べつに引っ越したわけではなく、いわゆる住居表示の変更ってやつだ。以来うちは三丁目だ。
俺がむかし二丁目の夕焼けだったころ、弟は二丁目の小焼けで、親父は二丁目の胸焼けで、おふくろは二丁目のしもやけだった。というのは夕日のような真っ赤な嘘で、おれには弟はいない。おまけにこれはパクリじゃん。ギンギンギラギラ嘘っぱちが沈む。
時は昭和三〇年代。
そしてそのころの記憶は、いつのまにか三丁目の夕日ということになってしまった。
今日の夕方、一〇分ほどうとうとした。気づくと首の周りに汗をかいていた。寝汗は冷たくなっていて、異物感があった。自分の体から出たものが、自分の体とまわりの環境の間のズレを証明する。おまけに発汗していたときの意識はない。

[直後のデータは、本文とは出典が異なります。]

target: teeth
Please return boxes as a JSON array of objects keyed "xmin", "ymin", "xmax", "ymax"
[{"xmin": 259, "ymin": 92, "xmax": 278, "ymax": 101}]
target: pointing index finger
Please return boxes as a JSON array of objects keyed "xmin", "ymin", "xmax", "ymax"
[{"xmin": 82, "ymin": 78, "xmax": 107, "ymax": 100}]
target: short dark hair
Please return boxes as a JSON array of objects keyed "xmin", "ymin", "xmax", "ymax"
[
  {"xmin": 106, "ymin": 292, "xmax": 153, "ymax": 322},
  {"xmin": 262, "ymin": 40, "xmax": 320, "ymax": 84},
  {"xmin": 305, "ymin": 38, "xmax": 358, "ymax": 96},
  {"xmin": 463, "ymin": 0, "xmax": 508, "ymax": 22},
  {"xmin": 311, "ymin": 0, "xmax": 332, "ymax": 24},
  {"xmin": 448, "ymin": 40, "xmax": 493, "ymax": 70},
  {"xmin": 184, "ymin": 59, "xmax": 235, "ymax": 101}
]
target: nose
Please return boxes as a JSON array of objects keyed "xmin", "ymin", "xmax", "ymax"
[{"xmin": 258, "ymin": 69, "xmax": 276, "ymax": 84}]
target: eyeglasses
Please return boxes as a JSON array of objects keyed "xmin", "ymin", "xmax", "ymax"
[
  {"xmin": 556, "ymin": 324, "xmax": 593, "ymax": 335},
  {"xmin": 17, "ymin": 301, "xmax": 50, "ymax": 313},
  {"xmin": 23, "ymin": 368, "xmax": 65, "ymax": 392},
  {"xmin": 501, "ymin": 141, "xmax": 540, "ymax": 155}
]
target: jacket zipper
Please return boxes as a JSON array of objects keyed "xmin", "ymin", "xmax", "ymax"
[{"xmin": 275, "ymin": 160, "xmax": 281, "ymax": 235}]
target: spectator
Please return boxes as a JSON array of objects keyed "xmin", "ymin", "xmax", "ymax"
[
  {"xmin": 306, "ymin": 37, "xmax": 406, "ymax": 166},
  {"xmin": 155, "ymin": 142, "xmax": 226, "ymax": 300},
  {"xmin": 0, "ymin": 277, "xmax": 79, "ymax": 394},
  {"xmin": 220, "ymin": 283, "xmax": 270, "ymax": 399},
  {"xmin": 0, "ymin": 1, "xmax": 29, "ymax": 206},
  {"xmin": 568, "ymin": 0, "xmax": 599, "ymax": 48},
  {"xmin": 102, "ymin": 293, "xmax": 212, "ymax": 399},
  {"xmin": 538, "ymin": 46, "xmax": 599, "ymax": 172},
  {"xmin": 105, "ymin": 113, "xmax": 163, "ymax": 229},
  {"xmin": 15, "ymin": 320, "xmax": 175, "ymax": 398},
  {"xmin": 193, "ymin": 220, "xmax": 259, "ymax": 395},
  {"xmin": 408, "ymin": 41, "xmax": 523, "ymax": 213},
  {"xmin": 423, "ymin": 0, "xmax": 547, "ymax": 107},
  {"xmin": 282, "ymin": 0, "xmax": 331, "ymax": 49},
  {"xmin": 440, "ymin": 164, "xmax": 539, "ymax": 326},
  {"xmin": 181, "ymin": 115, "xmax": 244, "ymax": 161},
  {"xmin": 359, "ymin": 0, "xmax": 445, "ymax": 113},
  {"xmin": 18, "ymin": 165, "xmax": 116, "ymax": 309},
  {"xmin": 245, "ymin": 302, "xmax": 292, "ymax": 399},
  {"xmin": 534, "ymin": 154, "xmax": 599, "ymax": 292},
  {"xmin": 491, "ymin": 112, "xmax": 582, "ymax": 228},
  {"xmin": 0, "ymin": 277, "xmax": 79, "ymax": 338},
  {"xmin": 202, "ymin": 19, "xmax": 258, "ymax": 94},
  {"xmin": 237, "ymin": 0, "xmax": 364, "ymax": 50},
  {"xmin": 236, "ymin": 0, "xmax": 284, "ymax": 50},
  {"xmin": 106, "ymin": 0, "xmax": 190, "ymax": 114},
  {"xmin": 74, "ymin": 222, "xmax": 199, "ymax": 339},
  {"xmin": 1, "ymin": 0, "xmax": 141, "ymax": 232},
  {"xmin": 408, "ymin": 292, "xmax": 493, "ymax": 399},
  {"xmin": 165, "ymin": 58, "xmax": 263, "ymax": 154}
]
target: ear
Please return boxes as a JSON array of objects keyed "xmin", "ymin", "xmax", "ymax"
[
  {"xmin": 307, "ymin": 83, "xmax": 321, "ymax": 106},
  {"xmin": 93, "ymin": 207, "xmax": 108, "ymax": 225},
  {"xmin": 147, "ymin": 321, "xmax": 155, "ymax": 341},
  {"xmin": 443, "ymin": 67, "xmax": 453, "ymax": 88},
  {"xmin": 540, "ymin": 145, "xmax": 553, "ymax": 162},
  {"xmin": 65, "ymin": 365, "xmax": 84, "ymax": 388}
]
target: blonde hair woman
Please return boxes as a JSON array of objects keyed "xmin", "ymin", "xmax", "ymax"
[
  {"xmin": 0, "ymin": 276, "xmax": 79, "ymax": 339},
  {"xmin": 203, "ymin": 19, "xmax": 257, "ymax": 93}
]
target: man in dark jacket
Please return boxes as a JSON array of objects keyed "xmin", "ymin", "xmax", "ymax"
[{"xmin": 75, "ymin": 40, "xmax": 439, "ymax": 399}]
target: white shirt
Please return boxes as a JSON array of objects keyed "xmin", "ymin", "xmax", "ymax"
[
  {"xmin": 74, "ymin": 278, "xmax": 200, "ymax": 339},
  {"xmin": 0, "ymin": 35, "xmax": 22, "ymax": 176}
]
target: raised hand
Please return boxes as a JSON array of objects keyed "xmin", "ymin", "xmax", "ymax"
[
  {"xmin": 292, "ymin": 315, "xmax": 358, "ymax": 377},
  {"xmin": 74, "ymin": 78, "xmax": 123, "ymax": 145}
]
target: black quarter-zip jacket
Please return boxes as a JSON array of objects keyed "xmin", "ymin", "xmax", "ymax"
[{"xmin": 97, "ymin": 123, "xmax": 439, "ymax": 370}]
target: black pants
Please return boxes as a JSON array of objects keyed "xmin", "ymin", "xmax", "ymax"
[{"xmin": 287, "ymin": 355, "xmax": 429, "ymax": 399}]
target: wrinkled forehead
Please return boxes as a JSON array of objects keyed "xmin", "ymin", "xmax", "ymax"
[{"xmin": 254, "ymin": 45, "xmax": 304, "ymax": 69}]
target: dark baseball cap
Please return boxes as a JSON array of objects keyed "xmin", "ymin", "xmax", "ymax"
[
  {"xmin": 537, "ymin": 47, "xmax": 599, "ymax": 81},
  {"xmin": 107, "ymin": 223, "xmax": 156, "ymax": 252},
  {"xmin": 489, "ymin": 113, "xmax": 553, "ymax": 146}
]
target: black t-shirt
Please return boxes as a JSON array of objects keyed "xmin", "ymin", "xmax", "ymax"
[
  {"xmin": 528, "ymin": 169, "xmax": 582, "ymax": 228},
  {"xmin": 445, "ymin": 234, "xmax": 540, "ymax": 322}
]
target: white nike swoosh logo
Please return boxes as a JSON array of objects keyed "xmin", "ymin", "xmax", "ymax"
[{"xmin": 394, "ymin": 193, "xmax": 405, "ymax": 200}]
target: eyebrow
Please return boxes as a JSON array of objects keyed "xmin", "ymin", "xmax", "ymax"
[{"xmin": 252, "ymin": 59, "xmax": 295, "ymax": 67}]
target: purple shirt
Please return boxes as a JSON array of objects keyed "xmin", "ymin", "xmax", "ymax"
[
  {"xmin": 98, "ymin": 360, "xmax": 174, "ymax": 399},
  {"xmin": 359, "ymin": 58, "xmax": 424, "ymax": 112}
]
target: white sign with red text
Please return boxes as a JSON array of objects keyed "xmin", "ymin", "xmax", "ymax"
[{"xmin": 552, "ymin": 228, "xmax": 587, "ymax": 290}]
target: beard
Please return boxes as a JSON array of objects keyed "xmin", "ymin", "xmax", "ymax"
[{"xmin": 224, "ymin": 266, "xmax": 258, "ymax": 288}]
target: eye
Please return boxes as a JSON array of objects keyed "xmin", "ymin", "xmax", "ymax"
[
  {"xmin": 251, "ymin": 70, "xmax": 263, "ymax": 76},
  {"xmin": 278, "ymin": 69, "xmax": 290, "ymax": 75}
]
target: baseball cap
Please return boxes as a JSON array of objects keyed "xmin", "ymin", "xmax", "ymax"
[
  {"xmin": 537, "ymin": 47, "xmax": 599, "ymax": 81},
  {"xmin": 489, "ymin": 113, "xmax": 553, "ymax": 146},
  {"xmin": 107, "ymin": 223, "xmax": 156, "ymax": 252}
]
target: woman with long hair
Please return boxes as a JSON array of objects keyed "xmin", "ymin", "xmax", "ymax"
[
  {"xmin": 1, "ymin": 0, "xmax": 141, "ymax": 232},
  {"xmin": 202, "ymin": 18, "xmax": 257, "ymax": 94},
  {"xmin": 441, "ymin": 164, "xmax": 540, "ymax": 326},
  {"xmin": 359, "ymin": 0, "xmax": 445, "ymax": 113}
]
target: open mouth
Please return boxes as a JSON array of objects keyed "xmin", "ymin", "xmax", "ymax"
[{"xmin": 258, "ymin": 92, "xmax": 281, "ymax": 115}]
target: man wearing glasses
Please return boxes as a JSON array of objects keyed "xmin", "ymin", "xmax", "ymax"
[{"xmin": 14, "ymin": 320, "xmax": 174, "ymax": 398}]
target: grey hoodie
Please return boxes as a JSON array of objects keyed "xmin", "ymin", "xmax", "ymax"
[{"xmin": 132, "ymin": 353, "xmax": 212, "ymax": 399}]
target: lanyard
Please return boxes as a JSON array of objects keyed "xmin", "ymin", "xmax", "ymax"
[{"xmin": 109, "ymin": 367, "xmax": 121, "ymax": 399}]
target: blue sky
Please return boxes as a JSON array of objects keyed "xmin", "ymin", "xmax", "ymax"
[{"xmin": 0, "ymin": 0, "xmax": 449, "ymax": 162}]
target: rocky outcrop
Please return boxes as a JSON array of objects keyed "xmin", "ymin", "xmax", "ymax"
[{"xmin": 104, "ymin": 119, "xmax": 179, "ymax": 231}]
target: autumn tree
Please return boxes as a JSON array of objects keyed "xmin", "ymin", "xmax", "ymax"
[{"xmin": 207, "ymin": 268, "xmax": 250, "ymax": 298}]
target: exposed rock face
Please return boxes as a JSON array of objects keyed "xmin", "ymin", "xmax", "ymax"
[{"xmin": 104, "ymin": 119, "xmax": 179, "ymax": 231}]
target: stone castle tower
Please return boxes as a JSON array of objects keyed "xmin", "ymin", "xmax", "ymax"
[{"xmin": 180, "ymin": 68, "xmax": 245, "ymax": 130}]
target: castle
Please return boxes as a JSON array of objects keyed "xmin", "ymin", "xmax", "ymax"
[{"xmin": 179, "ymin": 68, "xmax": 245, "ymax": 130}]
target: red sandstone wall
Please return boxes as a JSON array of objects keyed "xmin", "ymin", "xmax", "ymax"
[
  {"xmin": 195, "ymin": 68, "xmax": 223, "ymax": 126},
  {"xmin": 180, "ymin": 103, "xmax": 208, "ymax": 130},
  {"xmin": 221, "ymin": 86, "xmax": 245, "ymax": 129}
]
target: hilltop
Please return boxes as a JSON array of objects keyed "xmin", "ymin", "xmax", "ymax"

この三日ばかり、暑さの記憶ということにこだわったのは、CGで再現された見える記憶、視覚の記憶ではなく、暑さという視覚化や言語化が難しい感覚を、いかに記憶するかということに興味があったからだ。そして、このイコン化もテキスト化も難しい感覚に、戦後どのような変化があったかを再現できないかと思ったからだ。
それは暑さの戦後史とでもいったらいいだろうか。
そのほか、匂いの戦後史や、触覚(手触り)の戦後史なども面白い。そういったなかなか形にならない感覚の変化を、いかに記録したり再現したりできるかということに、昔から興味がある。
このテーマは、思い出したようにポツリポツリと覚書を書いていこう。